Welcome to the second instalment in my "how to" series. This week, the focus is on centering the mind and bringing it back to the current moment and in the process, letting go of fear and stress.

I am a terrible worrier. I worry and stress about every little detail – how many hours are in a day, what I am going to have for lunch, whether I write to my grandmother enough. I get stressed out about exercising before I’m even at the gym, so much so that I can’t enjoy my bike ride there and appreciate the beautiful New York scenery.

Worrying is a terrible thing. It causes so much unnecessary angst. The worst part is that around 99 per cent of things we worry about never end up materialising, so all that time spent worrying is for nothing.
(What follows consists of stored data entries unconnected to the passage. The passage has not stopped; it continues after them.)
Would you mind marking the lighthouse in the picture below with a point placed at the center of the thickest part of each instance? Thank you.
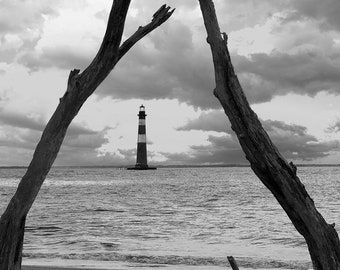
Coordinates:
(142, 161)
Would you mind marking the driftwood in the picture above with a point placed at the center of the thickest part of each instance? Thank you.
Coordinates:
(232, 263)
(79, 87)
(271, 168)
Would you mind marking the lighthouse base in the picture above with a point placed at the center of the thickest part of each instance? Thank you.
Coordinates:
(140, 167)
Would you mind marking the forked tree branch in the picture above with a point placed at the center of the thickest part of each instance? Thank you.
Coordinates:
(79, 87)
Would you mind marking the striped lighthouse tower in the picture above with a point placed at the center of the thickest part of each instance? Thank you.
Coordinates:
(142, 162)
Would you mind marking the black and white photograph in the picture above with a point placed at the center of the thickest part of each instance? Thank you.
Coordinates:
(170, 135)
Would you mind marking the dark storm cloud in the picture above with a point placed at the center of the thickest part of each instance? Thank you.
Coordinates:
(170, 63)
(292, 140)
(165, 66)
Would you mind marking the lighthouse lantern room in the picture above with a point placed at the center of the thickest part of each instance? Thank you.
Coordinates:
(141, 163)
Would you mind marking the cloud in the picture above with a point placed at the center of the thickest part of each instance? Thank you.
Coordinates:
(264, 76)
(327, 12)
(21, 24)
(293, 141)
(63, 57)
(209, 121)
(334, 128)
(18, 16)
(21, 133)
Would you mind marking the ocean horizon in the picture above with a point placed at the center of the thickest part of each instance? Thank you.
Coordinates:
(171, 218)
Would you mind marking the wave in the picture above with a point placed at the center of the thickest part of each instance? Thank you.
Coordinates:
(254, 263)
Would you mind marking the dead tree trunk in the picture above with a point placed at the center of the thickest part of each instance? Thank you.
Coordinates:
(266, 161)
(79, 87)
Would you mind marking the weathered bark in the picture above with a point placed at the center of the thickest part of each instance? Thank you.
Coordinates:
(266, 161)
(79, 87)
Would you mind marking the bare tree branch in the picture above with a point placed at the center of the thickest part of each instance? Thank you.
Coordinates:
(79, 87)
(273, 170)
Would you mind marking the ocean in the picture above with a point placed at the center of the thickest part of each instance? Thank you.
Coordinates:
(171, 218)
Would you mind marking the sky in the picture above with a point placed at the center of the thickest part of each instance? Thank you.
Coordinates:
(286, 54)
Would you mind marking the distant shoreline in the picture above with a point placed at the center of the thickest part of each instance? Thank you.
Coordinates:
(172, 166)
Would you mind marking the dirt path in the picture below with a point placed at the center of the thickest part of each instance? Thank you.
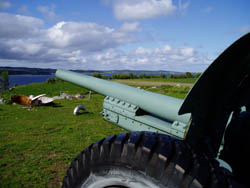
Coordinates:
(152, 83)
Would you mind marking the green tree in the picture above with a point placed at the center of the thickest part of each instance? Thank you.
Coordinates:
(4, 80)
(162, 75)
(97, 75)
(171, 76)
(189, 75)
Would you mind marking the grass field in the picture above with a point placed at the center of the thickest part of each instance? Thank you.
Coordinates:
(37, 146)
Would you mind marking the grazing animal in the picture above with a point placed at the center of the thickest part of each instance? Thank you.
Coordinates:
(21, 99)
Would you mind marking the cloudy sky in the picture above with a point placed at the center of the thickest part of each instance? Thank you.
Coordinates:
(177, 35)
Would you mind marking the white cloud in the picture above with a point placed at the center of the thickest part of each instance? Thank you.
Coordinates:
(187, 52)
(208, 9)
(182, 7)
(85, 45)
(130, 27)
(48, 11)
(4, 4)
(241, 30)
(142, 9)
(18, 26)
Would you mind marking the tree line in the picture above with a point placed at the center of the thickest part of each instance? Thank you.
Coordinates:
(145, 76)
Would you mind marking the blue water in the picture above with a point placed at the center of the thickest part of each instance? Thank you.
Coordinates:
(28, 79)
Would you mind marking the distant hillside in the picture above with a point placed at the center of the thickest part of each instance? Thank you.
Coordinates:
(39, 71)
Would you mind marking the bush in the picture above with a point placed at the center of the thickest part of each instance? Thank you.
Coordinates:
(51, 81)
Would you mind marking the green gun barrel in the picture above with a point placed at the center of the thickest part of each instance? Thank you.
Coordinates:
(159, 105)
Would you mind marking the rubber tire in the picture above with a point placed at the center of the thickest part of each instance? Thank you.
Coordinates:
(158, 158)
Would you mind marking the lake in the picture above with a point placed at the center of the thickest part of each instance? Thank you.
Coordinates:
(28, 79)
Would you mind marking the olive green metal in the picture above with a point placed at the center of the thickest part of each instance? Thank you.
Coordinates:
(160, 105)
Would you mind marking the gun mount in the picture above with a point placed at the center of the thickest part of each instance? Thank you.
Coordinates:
(132, 108)
(219, 105)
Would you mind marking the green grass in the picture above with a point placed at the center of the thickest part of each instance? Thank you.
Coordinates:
(37, 146)
(177, 80)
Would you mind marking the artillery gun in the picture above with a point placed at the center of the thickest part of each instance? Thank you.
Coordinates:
(172, 142)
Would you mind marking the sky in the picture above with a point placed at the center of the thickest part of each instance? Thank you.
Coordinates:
(171, 35)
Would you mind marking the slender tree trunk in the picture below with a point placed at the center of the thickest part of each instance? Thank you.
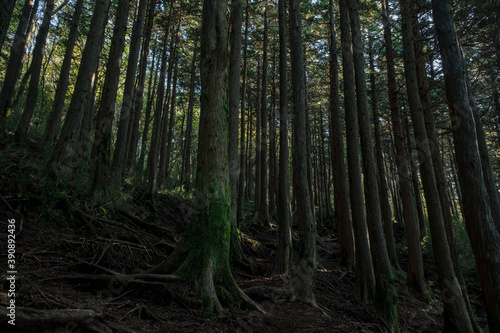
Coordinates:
(36, 66)
(272, 188)
(303, 280)
(242, 157)
(263, 213)
(455, 310)
(68, 152)
(257, 141)
(415, 275)
(340, 178)
(364, 274)
(186, 161)
(386, 299)
(16, 58)
(203, 255)
(234, 102)
(489, 178)
(142, 31)
(152, 166)
(432, 134)
(485, 239)
(171, 121)
(385, 206)
(119, 156)
(54, 121)
(285, 249)
(101, 149)
(6, 9)
(149, 106)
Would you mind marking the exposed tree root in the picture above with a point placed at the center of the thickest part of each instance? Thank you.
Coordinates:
(32, 320)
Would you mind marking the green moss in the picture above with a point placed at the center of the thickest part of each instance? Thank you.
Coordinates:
(207, 305)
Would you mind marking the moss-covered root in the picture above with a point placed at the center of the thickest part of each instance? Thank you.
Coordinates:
(302, 283)
(386, 305)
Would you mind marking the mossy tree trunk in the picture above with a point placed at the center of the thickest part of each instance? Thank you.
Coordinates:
(284, 252)
(365, 277)
(456, 316)
(415, 274)
(303, 280)
(386, 299)
(340, 187)
(484, 236)
(203, 255)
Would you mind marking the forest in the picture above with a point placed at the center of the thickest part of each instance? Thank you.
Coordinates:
(250, 166)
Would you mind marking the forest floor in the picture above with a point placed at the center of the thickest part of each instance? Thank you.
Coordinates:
(79, 262)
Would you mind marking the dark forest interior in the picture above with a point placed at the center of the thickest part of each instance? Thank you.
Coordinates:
(250, 166)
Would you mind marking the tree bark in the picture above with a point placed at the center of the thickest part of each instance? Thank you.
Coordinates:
(386, 299)
(364, 274)
(340, 178)
(455, 310)
(241, 185)
(263, 213)
(203, 255)
(16, 58)
(142, 31)
(285, 249)
(119, 157)
(36, 66)
(54, 121)
(415, 275)
(152, 166)
(101, 149)
(186, 160)
(303, 280)
(6, 9)
(385, 206)
(68, 152)
(234, 102)
(484, 236)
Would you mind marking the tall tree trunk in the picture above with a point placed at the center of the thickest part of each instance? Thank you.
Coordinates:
(167, 114)
(53, 124)
(171, 121)
(68, 152)
(257, 141)
(203, 255)
(36, 66)
(152, 166)
(340, 178)
(415, 275)
(6, 9)
(119, 156)
(272, 188)
(143, 33)
(241, 181)
(455, 310)
(386, 299)
(303, 280)
(284, 252)
(485, 239)
(101, 149)
(432, 135)
(385, 206)
(149, 106)
(234, 102)
(263, 213)
(16, 58)
(364, 274)
(186, 160)
(489, 178)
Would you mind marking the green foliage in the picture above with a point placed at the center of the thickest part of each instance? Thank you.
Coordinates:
(464, 248)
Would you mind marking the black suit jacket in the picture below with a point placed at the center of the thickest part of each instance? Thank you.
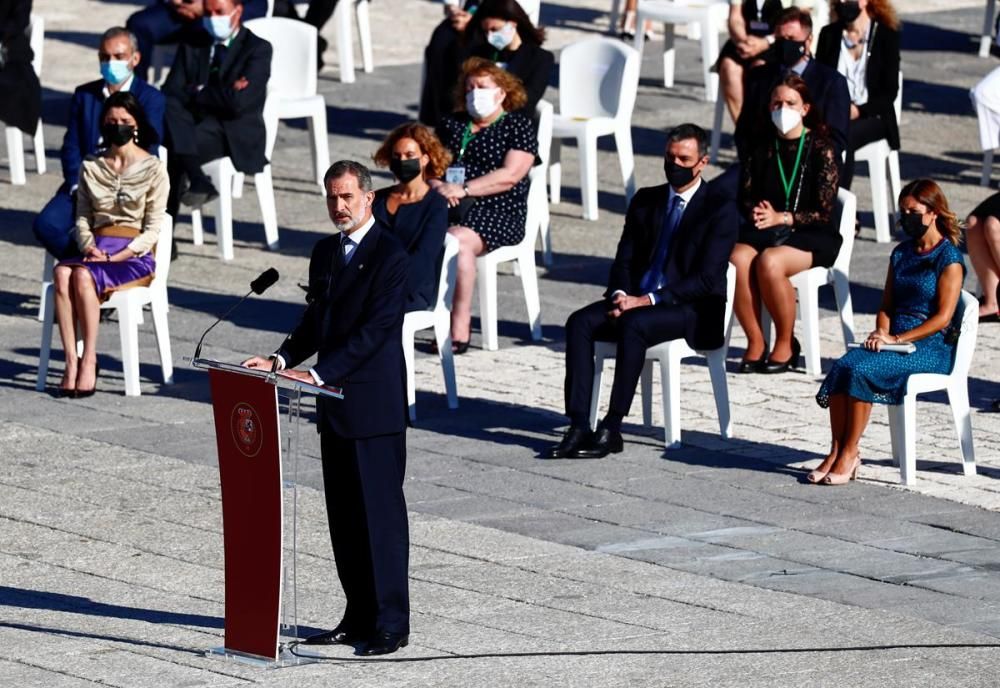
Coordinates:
(420, 227)
(827, 87)
(241, 112)
(696, 263)
(354, 322)
(881, 72)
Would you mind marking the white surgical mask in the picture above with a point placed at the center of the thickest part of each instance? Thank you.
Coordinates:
(502, 38)
(481, 102)
(220, 28)
(785, 119)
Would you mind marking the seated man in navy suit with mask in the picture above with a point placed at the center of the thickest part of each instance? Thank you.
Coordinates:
(668, 281)
(118, 56)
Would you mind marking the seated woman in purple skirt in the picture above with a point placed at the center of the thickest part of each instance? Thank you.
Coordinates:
(120, 205)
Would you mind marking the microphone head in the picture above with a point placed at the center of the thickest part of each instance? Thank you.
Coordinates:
(264, 281)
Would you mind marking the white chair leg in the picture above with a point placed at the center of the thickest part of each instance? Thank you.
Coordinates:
(265, 197)
(488, 304)
(529, 283)
(626, 158)
(587, 147)
(716, 360)
(162, 330)
(442, 335)
(646, 392)
(809, 313)
(958, 399)
(15, 156)
(45, 349)
(128, 333)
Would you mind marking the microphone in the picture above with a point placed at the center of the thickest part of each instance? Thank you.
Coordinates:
(263, 282)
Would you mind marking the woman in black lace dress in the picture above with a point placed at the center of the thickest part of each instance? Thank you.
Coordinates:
(788, 191)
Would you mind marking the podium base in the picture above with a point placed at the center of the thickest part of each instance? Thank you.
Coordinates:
(285, 658)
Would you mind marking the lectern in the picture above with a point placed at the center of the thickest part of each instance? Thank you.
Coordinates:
(260, 582)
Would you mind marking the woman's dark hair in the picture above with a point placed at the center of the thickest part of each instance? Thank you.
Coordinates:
(814, 118)
(147, 136)
(508, 10)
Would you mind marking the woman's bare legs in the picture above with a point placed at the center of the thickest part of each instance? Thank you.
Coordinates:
(746, 303)
(470, 247)
(88, 313)
(983, 237)
(773, 268)
(66, 319)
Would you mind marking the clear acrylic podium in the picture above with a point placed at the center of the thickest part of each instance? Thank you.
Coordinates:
(259, 508)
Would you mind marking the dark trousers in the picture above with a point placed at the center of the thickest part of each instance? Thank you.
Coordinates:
(633, 332)
(53, 226)
(192, 140)
(863, 131)
(363, 480)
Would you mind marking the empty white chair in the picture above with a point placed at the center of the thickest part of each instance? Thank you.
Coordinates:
(439, 318)
(710, 15)
(669, 355)
(903, 418)
(292, 93)
(598, 79)
(808, 282)
(345, 45)
(14, 136)
(129, 304)
(882, 162)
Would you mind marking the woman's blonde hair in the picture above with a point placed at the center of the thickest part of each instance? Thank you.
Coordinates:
(429, 144)
(881, 11)
(515, 99)
(927, 193)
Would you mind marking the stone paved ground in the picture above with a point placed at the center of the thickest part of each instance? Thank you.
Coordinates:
(710, 565)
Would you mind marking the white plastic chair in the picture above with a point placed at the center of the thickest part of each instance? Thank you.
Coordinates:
(439, 318)
(881, 160)
(129, 304)
(808, 282)
(15, 137)
(710, 15)
(293, 93)
(598, 80)
(669, 355)
(903, 418)
(345, 45)
(229, 183)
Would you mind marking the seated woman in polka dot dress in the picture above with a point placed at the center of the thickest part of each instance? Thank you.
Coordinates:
(493, 148)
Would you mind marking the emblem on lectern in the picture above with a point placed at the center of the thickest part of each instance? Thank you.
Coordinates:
(245, 426)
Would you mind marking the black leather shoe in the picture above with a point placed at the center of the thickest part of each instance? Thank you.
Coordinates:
(604, 441)
(385, 644)
(341, 635)
(573, 439)
(774, 367)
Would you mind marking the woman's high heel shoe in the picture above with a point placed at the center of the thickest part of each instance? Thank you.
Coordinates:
(774, 367)
(843, 478)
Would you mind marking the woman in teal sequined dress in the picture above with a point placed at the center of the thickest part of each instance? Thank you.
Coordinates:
(922, 290)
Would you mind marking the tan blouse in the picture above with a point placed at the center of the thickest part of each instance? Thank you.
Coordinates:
(136, 198)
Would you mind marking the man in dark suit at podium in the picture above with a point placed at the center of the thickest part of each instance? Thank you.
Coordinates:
(356, 297)
(668, 281)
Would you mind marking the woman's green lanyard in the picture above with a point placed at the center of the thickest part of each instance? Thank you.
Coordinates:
(788, 183)
(468, 135)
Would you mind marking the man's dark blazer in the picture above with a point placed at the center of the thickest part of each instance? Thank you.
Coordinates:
(881, 72)
(827, 88)
(354, 321)
(697, 260)
(240, 112)
(84, 128)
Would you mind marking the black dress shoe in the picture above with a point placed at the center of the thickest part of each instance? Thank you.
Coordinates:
(385, 644)
(341, 635)
(604, 441)
(573, 439)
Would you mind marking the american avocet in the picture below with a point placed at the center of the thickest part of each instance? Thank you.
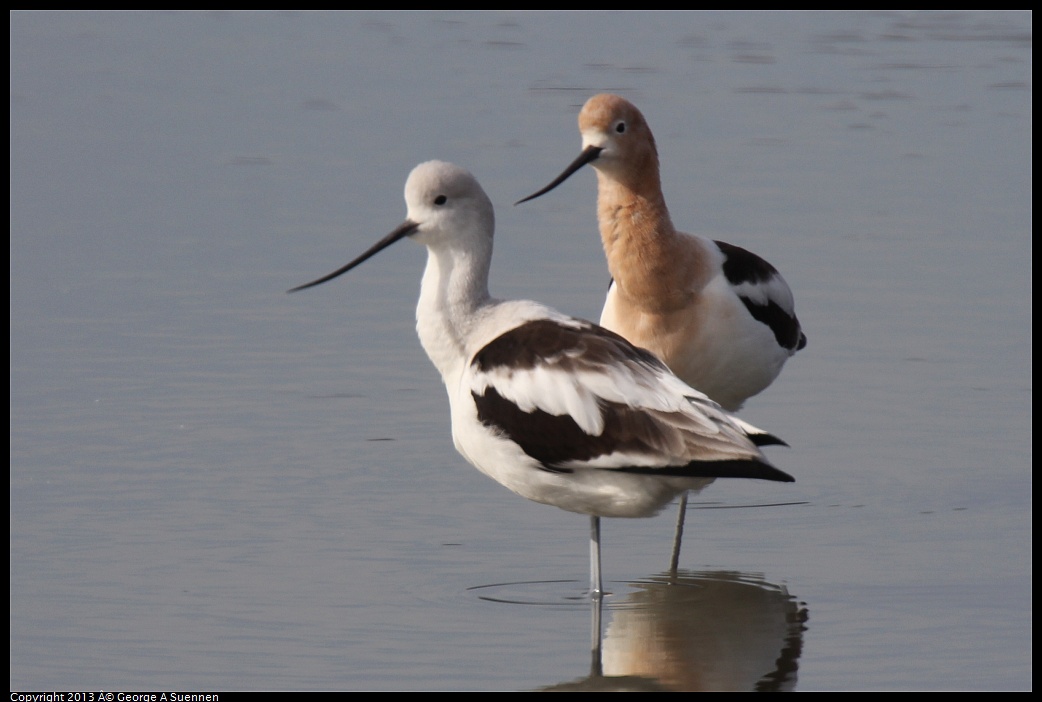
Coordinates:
(720, 317)
(557, 409)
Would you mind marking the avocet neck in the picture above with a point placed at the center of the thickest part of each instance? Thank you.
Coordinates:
(453, 293)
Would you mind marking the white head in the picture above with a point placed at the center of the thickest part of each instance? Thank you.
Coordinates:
(447, 210)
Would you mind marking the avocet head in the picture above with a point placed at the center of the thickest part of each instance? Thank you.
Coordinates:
(446, 207)
(616, 141)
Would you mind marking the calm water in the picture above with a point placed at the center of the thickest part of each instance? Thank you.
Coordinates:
(218, 485)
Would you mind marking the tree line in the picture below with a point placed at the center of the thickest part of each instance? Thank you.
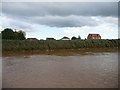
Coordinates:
(9, 34)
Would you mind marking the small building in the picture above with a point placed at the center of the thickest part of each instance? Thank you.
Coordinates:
(94, 36)
(50, 39)
(32, 39)
(65, 38)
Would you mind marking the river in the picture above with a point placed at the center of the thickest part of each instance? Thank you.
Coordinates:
(95, 70)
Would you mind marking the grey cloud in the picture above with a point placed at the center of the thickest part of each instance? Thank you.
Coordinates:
(61, 9)
(68, 21)
(57, 14)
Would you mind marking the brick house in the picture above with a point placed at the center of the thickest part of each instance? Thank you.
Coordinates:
(50, 39)
(94, 36)
(65, 38)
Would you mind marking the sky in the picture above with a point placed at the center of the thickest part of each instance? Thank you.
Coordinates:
(58, 19)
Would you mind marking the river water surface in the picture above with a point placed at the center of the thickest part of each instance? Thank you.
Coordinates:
(96, 70)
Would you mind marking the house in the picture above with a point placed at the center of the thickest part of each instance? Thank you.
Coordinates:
(32, 39)
(94, 36)
(50, 39)
(65, 38)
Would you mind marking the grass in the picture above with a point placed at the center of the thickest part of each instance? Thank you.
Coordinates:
(43, 45)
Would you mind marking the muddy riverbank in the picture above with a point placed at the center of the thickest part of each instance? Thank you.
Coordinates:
(95, 70)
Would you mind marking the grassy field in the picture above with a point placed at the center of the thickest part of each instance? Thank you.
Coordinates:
(28, 46)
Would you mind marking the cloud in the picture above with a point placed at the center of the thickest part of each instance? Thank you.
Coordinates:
(66, 21)
(61, 9)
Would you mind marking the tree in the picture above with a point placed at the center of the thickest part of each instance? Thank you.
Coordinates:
(79, 37)
(8, 34)
(73, 38)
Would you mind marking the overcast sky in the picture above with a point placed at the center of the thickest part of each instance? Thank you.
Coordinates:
(41, 20)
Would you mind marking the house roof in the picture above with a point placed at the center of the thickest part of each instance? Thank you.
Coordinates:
(94, 35)
(65, 37)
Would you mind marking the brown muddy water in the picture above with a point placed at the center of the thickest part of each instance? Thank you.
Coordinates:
(96, 70)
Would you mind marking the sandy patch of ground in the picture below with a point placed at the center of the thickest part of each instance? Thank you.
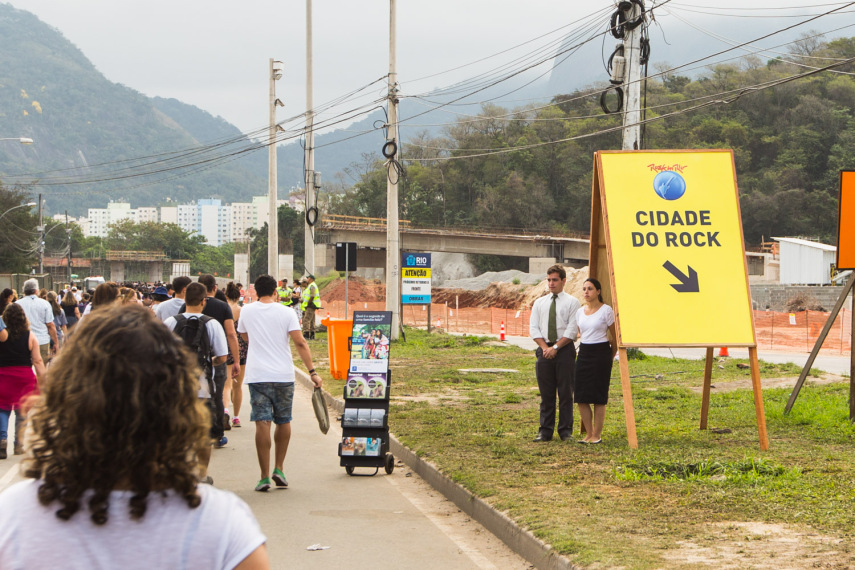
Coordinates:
(785, 382)
(761, 545)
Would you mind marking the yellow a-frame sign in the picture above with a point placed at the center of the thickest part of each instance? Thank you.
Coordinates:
(667, 246)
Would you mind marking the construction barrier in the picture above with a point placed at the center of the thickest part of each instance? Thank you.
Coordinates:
(791, 332)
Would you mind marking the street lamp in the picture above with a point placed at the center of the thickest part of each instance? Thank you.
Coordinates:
(27, 205)
(276, 71)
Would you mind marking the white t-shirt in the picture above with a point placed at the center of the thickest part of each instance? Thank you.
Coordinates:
(268, 326)
(168, 308)
(219, 533)
(595, 328)
(219, 346)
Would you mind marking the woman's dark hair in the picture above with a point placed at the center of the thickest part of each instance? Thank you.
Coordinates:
(16, 320)
(128, 389)
(6, 297)
(597, 286)
(232, 292)
(105, 293)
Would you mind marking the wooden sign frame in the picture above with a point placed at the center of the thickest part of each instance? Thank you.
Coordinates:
(601, 266)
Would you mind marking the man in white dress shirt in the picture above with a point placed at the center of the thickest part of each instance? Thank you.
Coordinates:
(553, 327)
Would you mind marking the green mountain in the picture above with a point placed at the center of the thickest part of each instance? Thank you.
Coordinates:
(89, 132)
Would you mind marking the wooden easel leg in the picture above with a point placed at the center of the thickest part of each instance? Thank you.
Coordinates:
(758, 397)
(821, 339)
(628, 410)
(705, 399)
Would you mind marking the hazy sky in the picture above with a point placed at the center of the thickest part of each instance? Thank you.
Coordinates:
(214, 54)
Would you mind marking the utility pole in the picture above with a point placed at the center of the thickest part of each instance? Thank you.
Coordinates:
(309, 239)
(272, 215)
(393, 243)
(41, 230)
(632, 81)
(68, 247)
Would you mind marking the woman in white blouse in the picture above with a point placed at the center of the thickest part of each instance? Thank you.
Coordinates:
(597, 350)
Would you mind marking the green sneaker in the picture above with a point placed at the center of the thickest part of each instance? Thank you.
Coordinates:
(279, 478)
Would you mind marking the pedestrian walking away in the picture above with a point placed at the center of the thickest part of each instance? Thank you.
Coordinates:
(205, 337)
(19, 354)
(117, 486)
(311, 301)
(267, 326)
(40, 316)
(553, 328)
(221, 311)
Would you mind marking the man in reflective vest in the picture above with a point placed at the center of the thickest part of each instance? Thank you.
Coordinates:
(284, 293)
(311, 301)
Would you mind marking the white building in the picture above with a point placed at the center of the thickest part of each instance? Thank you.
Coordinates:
(169, 214)
(805, 262)
(145, 214)
(101, 218)
(243, 219)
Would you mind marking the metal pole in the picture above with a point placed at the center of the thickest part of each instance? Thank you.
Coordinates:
(632, 84)
(68, 237)
(272, 218)
(393, 244)
(346, 277)
(41, 229)
(309, 239)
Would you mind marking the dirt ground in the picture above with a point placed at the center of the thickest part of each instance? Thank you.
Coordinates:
(498, 295)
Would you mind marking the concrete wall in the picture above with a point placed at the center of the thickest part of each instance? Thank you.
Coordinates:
(775, 297)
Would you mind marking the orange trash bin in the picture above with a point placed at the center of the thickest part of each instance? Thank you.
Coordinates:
(338, 337)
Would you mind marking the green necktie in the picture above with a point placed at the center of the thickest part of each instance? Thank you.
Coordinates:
(552, 328)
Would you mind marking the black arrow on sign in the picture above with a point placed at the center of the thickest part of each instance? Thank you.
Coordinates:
(688, 284)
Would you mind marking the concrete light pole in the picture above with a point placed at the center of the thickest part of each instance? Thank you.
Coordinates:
(632, 82)
(393, 243)
(309, 240)
(272, 218)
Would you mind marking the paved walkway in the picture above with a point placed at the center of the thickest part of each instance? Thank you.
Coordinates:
(382, 521)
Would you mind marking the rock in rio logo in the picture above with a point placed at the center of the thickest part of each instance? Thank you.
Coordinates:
(669, 185)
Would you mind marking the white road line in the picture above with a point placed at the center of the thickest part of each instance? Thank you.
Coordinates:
(449, 530)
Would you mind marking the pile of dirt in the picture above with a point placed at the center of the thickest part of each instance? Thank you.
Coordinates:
(358, 289)
(499, 294)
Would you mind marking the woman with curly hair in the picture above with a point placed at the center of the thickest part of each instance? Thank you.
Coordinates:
(19, 353)
(112, 461)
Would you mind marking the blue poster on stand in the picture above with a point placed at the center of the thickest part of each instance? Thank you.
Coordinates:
(415, 278)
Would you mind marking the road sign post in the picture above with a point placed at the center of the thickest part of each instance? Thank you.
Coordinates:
(667, 244)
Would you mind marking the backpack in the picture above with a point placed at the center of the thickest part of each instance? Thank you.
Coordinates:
(194, 333)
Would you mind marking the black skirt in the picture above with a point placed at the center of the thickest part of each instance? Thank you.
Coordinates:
(593, 373)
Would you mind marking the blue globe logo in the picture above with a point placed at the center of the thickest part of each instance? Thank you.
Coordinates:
(669, 185)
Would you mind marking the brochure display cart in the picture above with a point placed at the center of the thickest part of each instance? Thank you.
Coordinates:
(365, 421)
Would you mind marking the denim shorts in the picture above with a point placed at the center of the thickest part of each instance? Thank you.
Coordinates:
(271, 401)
Lately I have been trying to centre my mind more and to bring it back to the present moment. It is incredible how the simple activity of stopping and appreciating where you are at an exact point in time can quiet your mind and make you relax one hundred per cent. Every time I find worries creeping into my mind, I bring myself to the present. I stop, breathe, appreciate my surroundings, the company I am with and the gifts I have in my life. Here are my top tips for living in the present:

Stop and smell the roses, literally

When was the last time you really slowed down? Learn to appreciate where you are at an exact point in time. Find beauty in everything. Smell those gorgeous flowers in your neighbour’s garden. Smile at that lady on the train you see every morning. Admire a stranger’s handbag/hairstyle/watch. Immerse yourself in the beauty of your surroundings and you will automatically negate your worries and anxieties.

Make it less about you

Worries beget worries. Naturally we worry about ourselves and our loved ones. Broaden your mind and begin to think of others. Become interested in the lives of others. Ask questions. Start conversations. Remember, you are not the only one carrying around the burden of stress. Sharing this burden, or asking someone else about his or her concerns can be a mutually beneficial exercise. It also may help put things into perspective for you both and make you realise that what a minute ago seemed like a catastrophe is actually nothing to be concerned about at all.

When all else fails…

Take it back to this one thought – is this worry or concern going to matter in one week? In one month? How about in one year? Are you going to die as a result of this worry occurring, or some task not getting completed? If the answer is no, which I highly suspect it will be, let it go, breathe, relax and once again bring your mind back to the present.